There were just about eighteen coats hanging on the coat rack, and although it was a sunny day so that fewer coats could be expected, the office turned out to be reasonably understaffed. I liked this kind of Fridays, because you could work undisturbed on one piece. By noon, however, I needed to have a conversation and then I thought; the secretaries are always up for a chat.
‘Almost time huh, are you going to do something fun this weekend?’, I asked with interest.
‘Oh, I do not know yet, that depends on the weather, but I do want to barbecue.’ I said that I had looked on my IPhone and that the weather forecast was not so good. I did not want to ruin her plans, but it would be eighteen degrees, with lots of clouds and rain.
‘Is that really true?’ she replied, and she checked the weather forecast on her computer.

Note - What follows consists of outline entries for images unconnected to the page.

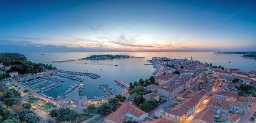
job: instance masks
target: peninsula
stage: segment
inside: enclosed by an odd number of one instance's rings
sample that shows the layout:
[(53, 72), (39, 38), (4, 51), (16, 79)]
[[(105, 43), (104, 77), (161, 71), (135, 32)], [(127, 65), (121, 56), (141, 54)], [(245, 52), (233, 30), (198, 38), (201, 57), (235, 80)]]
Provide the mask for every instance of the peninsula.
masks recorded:
[(130, 57), (128, 55), (93, 55), (90, 57), (82, 58), (79, 59), (79, 60), (113, 60), (113, 59), (121, 59), (121, 58), (128, 58)]
[(214, 54), (233, 54), (243, 55), (241, 57), (256, 60), (256, 51), (215, 52)]

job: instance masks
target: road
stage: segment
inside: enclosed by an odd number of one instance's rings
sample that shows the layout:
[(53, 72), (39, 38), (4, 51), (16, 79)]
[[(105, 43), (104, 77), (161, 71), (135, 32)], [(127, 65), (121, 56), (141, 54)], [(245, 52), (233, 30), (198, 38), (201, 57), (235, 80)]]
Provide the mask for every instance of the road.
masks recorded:
[(43, 118), (43, 121), (50, 121), (51, 122), (56, 122), (53, 117), (48, 115), (48, 114), (44, 111), (42, 111), (38, 109), (33, 110), (34, 113), (38, 116)]
[(212, 97), (208, 97), (207, 99), (205, 99), (203, 101), (202, 103), (199, 104), (198, 108), (196, 111), (192, 114), (191, 114), (185, 121), (185, 123), (193, 123), (193, 119), (201, 111), (203, 111), (205, 107), (206, 106), (207, 104), (209, 103), (210, 100), (211, 99)]
[(256, 112), (256, 107), (252, 107), (250, 110), (247, 112), (245, 114), (245, 116), (242, 118), (239, 123), (249, 123), (250, 122), (250, 117), (252, 117), (254, 115), (254, 113)]

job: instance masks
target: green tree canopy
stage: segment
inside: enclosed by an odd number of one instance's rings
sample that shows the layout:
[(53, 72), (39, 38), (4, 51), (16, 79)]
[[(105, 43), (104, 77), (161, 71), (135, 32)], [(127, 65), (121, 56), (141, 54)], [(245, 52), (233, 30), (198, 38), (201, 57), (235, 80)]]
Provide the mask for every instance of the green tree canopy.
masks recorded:
[(27, 103), (23, 103), (22, 106), (24, 108), (27, 109), (30, 109), (31, 108), (31, 105)]
[(98, 113), (101, 115), (107, 115), (112, 113), (111, 107), (108, 103), (105, 103), (98, 108)]
[(15, 118), (11, 118), (4, 120), (2, 123), (21, 123), (21, 121)]
[(118, 98), (120, 101), (123, 102), (126, 99), (125, 96), (122, 96), (121, 94), (118, 94), (115, 95), (115, 97)]
[(133, 95), (135, 93), (142, 95), (146, 93), (146, 89), (142, 86), (136, 86), (130, 92), (130, 95)]
[(56, 119), (60, 122), (72, 122), (75, 121), (78, 114), (73, 109), (69, 108), (62, 108), (58, 110)]

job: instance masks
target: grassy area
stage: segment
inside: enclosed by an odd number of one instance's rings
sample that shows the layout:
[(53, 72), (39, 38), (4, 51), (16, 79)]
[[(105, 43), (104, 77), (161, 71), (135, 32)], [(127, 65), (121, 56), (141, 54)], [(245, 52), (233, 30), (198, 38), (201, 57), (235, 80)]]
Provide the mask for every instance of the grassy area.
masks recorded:
[(79, 116), (77, 119), (76, 120), (76, 122), (81, 122), (84, 121), (86, 121), (92, 117), (93, 117), (94, 115), (92, 114), (79, 114)]
[(45, 103), (40, 107), (40, 109), (44, 111), (48, 111), (51, 109), (55, 108), (56, 106), (50, 103)]
[(31, 104), (31, 103), (33, 103), (33, 102), (35, 102), (35, 101), (36, 101), (38, 100), (39, 100), (39, 98), (32, 97), (32, 98), (29, 98), (29, 99), (26, 100), (26, 101), (27, 103)]
[(103, 115), (100, 115), (98, 117), (94, 119), (94, 120), (89, 122), (88, 123), (97, 123), (98, 121), (100, 121), (102, 119), (102, 118), (104, 118), (104, 116)]

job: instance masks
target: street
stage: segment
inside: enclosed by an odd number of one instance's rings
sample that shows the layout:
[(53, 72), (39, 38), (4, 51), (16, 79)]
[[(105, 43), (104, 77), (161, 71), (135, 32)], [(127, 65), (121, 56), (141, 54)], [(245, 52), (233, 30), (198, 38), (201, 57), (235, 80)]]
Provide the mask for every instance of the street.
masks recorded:
[(239, 122), (239, 123), (249, 123), (251, 122), (250, 121), (250, 117), (252, 117), (254, 115), (254, 113), (256, 112), (256, 107), (252, 107), (250, 110), (247, 112), (247, 113), (245, 114), (245, 116), (241, 119), (240, 121)]

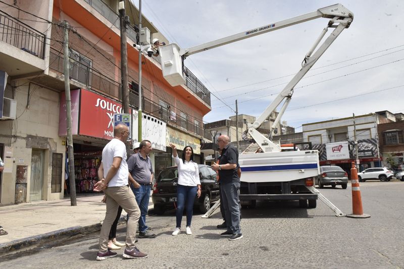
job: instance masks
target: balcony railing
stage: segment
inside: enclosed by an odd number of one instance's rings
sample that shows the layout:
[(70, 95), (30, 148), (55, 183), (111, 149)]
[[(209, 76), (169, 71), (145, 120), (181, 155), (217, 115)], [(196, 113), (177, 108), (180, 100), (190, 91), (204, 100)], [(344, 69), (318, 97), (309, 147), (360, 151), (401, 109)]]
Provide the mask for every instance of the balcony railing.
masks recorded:
[(0, 40), (43, 59), (45, 35), (2, 11)]
[[(70, 58), (69, 76), (70, 79), (84, 84), (95, 91), (103, 92), (110, 96), (120, 97), (120, 84), (111, 80), (94, 69)], [(56, 50), (49, 53), (49, 68), (63, 73), (63, 57)]]

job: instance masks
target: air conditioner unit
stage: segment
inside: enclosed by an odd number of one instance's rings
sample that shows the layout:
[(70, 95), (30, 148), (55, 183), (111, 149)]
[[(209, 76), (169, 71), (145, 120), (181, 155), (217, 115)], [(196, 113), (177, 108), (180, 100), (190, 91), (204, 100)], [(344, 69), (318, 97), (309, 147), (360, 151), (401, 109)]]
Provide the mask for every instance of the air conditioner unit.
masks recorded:
[(16, 119), (17, 111), (17, 101), (5, 97), (3, 99), (3, 119)]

‘Well, you’re right’, she said, bewildered. She quickly recovered herself and said:
‘But I won’t let my plans get ruined, I’m going to barbecue anyway.’
‘Quite right’, I answered, because I had not yet talked enough nonsense – after all, we had only arrived at the weather. So I asked her if she was going to make vegetable skewers.
‘No, a lot of meat skewers. But we put pieces of onion and sweet pepper between them.’ I did not tell her that a vegetarian friend of mine compared barbecuing meat with the re-enactment of Dachau but with animals. Instead, I asked her about the type of barbecue that she used.
‘Do you use an electric, charcoal, or a disposable barbecue, and why did you choose that one?’ She replied:
‘Well, that is quite funny, I have an electric barbecue, and it has chosen me.’ Intrigued, I asked her why a non-living product had chosen her.
‘Well, I regularly buy my meat from the same butcher, and there I save meat points. Now I have been saving points for two years, and then you can choose a nice product. They have kitchen knives, kettles and blenders. I only had to pay 70 pounds, and then I could buy this nice electric barbecue.’ I asked her if she did not miss the smoky taste now that she had an electric barbecue.
‘Yes, I do, yes,’ she sighed, ‘yes.’ To cheer her up, I said:
‘Smoke on your meat is unhealthy. But if you miss the smoky taste, you can always buy a disposable barbecue to use only once.’ She shook her head and said she thought it was a waste.
‘Well, I understand that too,’ I said sympathetically. To keep the conversation going, I added:
‘I do not have a barbecue because I have no room for that, but my parents in The Netherlands have a Weber barbecue, which is also good.’ ‘Yes, I know,’ she said, ‘once I got a Weber barbecue for my birthday, from my ex-boyfriend.’ I had a bad feeling, because now the conversation was revolving around the unfortunate home situation, and I was disappointed that a conversation that had started about the weather, was now threatening to end in personal malaise. She continued her story:
‘When I parted with my last boyfriend, I had to move to a small apartment.’ I could imagine her living in a gray small apartment, which she tried to make cozier by buying houseplants.
‘But my ex-boyfriend had played it very cleverly, because when I left our house, he was standing in front of my barbecue. I had not seen it, because the barbeque was black, and he stood there right in front of it.’ I realized that someone had to be very cunning to obscure a barbecue that you’d given for someone’s birthday. In that respect, the secretary was better off without that guy. I tried to lighten the situation by using this great Friday afternoon line:
‘Yeah, a barbecue with a history, that doesn’t do you any good either.’ The secretary cheered up:
‘True, that is true too. And I do not miss him either, the barbecue, or that man.’ We laughed a bit uncomfortably, at least I felt uncomfortable, she just laughed.
‘Yes, I have a nice man now.’ End this conversation positively, I thought to myself, end this positively. I answered with:
‘Good, and you also have a nice electric barbecue now. And if you’re bored this weekend, you can still buy a Weber. At least, do you have space in the garden for that?’ She certainly did, so she said that she would maybe go to the garden center for a second barbecue. I thought that was a nice way to end the conversation, and I took some pride in having sent someone to a garden center again.